PART B examines the Government’s 2001 reforms. Section One looks
briefly at the perceived need for the reforms – WorkCover’s $2.18
billion deficit. Section Two provides an overview of the main aspects of Bill
No 2. In Section Three, an examination of the contentious reforms, including a
comparison between the original Bill and Bill No 2 is undertaken.
BACKGROUND
Over the years, New South Wales workers’ compensation legislation
has been amended on many occasions, in various attempts to fine-tune the
workers’ compensation scheme. It is currently facing a deficit of $2.8
billion. This year the Government intends to implement further reforms, some of
which have proved to be extremely controversial. The Workers Compensation
Legislation Amendment Bill 2001 was introduced into the Legislative Council on
29 March 2001. This Bill was designed to amend the Workers Compensation Act
1987 (‘the 1987 Act’) and its companion act, the
Workplace Injury Management and Workers Compensation Act 1998
(‘the 1998 Act’), to make extensive reforms to claims
procedures, dispute resolution, commutation, lump sum compensation, common law
damages and other matters.
The Bill met with intensive lobbying from trade unions, the legal profession
and other stakeholders. The main concerns were: proposed changes to the dispute
resolution procedures, particularly changes to the role of the Compensation
Court of New South Wales and the use of binding medical assessments; access to
common law; and the proposal to use American Medical Association guidelines to
assess permanent impairment of injured workers. Conversely, and not
surprisingly, most aspects of the original Bill were supported by employer
groups.1
After negotiations with stakeholders, the Government agreed, on 21 May 2001, to
make alterations to the package of amendments and to refer the common law
issues to a judicial inquiry, to be undertaken by Justice Terry Sheahan.2
The negotiations broke down and it became apparent that the Government
was intending to introduce a revised Bill into Parliament that the unions
claimed did not reflect the agreement they had with the Government. 19 June
2001 saw unprecedented union protests at the New South Wales Parliament that
were intended to prevent the legislation from being introduced into Parliament.
While the Legislative Assembly sat at the scheduled time of 2.15 pm the Speaker
left the chair. When the Assembly resumed three hours later, the Workers
Compensation Legislation Amendment Bill (No 2) (‘Bill No 2’) was
introduced and read the first and second time. It was passed the following
day.3
This paper examines the Governments’ 2001 workers’ compensation
reforms, particularly the contentious reforms. By way of background material,
Part A of the paper examines the common law and the statutory workers’

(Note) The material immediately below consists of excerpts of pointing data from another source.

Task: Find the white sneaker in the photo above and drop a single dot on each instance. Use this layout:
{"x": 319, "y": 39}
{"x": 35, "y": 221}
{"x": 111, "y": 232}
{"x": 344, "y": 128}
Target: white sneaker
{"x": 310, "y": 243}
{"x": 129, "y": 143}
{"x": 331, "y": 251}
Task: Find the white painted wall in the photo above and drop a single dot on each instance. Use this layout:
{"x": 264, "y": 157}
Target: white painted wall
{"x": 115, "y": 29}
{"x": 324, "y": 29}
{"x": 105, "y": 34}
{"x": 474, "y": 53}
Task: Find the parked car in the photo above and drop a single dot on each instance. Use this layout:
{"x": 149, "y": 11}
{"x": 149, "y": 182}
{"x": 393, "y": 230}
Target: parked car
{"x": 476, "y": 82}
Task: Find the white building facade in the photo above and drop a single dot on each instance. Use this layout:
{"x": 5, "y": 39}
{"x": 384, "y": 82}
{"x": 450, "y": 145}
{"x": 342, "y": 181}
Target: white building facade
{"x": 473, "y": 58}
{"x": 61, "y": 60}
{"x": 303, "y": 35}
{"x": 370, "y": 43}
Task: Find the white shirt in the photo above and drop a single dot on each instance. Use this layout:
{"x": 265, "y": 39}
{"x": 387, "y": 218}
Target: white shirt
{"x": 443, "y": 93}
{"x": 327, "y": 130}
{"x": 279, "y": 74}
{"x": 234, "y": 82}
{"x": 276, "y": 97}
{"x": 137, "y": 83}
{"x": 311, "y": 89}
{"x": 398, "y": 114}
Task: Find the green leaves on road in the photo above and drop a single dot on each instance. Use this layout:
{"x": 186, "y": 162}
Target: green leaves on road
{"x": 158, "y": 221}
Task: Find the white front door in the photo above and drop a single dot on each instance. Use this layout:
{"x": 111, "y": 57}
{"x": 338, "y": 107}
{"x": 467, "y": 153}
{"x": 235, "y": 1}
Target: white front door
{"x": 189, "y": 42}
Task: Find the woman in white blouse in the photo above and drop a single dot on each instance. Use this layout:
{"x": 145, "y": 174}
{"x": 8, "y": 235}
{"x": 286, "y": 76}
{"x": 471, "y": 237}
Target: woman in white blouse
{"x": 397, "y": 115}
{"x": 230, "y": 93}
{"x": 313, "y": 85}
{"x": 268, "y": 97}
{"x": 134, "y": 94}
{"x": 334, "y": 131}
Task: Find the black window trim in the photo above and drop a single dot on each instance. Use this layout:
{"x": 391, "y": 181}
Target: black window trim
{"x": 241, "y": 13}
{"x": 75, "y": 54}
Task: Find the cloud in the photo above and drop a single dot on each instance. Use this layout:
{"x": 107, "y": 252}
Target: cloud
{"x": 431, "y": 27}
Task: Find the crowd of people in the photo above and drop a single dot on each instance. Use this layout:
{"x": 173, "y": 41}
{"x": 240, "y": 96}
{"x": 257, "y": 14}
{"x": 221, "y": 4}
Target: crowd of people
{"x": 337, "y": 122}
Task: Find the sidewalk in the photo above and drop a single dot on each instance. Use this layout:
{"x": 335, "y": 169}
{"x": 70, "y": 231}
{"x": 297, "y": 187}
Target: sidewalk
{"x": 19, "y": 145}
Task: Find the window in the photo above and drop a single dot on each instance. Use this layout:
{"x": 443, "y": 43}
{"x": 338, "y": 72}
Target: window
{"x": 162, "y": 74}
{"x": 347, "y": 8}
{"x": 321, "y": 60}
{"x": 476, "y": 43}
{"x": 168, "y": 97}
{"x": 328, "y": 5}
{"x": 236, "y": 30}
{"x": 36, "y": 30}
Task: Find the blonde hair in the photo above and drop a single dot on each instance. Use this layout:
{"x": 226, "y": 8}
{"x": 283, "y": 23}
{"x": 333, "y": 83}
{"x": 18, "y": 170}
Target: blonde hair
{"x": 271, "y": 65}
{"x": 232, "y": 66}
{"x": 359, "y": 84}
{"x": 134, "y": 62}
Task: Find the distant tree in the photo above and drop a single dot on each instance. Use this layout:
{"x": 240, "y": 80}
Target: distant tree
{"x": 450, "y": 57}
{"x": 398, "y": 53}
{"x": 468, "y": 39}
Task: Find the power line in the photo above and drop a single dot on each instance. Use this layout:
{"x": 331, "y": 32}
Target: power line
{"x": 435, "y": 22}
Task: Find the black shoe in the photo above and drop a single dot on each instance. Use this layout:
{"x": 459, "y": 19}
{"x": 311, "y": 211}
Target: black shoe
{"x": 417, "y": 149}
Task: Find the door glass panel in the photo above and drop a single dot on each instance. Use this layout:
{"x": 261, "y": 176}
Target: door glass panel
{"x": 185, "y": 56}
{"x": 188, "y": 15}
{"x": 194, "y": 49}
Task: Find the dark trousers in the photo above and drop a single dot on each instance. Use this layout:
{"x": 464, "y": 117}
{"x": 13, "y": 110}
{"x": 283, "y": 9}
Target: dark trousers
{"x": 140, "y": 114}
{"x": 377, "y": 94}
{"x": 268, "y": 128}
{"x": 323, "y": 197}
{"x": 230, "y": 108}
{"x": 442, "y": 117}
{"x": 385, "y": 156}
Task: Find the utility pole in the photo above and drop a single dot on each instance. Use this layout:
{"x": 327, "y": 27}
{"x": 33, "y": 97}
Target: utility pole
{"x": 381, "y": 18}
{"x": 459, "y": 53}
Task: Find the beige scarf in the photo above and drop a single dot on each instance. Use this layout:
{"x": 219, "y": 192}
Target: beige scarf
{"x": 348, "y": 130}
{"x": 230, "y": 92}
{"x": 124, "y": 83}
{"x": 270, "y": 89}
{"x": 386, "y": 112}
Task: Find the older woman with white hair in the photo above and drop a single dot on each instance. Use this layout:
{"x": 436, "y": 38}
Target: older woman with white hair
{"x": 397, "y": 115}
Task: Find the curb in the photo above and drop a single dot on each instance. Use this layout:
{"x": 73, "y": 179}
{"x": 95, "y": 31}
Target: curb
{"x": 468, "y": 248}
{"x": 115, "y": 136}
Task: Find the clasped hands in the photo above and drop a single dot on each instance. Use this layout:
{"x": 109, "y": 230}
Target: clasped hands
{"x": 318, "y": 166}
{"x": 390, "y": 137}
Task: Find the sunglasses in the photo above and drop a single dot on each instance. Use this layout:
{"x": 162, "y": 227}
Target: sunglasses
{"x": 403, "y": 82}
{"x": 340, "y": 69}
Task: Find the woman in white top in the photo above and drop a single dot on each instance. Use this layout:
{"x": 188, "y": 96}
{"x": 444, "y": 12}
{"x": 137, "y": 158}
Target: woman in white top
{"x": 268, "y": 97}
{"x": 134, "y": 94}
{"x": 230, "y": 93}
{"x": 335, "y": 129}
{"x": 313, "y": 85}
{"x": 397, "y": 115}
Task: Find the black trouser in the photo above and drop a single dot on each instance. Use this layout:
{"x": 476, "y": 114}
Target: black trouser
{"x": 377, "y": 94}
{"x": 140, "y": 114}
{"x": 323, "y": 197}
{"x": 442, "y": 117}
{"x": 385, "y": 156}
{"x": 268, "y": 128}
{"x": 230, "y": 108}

compensation scheme in New South Wales. In Section One, the development of the
common law remedy for workplace injuries caused by negligence is traced and the
current common law, as altered by statute, is set out. In Section Two, the
development of the statutory scheme is examined followed by a review of the
scheme as it operates currently.
Part B of the paper examines the Governments’ 2001 reforms. Section One
looks at the perceived need for the reforms – WorkCover’s $2.8
billion deficit. Section Two provides an overview of the main aspects of Bill
No 2. In Section Three, an examination of the contentious reforms, including a
comparison between the original Bill and Bill No 2 is undertaken.
A. WORKERS’ COMPENSATION IN NEW SOUTH WALES
The New South Wales Parliamentary Library Research Service has published two
papers concerning workers’ compensation in New South Wales.4
These papers trace the development of the statutory scheme, from the
introduction of the first scheme in 1926, to legislative amendments to the
scheme in 1999. The papers also follow the development of the common law
remedies for workplace injury caused by negligence, and the statutory
modification of the common law in this area. The information contained in those
papers is summarised and updated in this Part.